Achievements as mentioned above indicate that we have succeeded in the integrated Human Practice.
Suzukake Festival (May 14 & 15, 2016)
The Suzukake Festival, the school festival on the Suzukakedai campus, was held on May 14-15, 2016. We introduced iGEM and our projects to the visitors to let them know about synthetic biology and we received feedback.
Homecoming Day (May 21, 2016)
Homecoming Day is an annual event held at Tokyo Tech.
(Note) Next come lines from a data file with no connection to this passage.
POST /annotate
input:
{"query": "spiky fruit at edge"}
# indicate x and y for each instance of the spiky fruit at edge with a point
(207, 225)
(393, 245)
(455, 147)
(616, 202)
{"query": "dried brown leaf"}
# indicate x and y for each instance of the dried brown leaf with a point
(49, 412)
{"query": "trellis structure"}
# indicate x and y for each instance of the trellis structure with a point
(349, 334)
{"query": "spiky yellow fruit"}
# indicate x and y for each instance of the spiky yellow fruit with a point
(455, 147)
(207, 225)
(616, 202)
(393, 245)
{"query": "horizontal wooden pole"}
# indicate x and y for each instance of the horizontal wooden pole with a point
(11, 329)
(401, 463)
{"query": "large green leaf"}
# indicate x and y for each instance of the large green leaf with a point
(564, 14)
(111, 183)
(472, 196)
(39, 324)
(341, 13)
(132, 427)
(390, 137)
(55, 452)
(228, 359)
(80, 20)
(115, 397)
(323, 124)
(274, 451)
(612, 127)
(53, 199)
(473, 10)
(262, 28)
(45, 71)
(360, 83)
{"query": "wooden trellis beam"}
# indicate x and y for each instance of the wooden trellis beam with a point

We introduced iGEM and synthetic biology to the alumni. We realized that it is hard to explain our research themes and goals to the public clearly. Therefore, we decided to make videos about E. coli and genetic modification.
4. Snow White Versions
The remaking of the fairy tale "Snow White" by the Grimm Brothers has enjoyed a lot of versions since it was published in 1812 in the first edition of their collection Grimms" Fairy Tales. Some elements are common in any Snow White stories. However, because the authors add their original elements or features to the story, it becomes unique. We chose other two versions, Mirror Mirror" and "A Snow White Christmas" and designed their genetic circuits.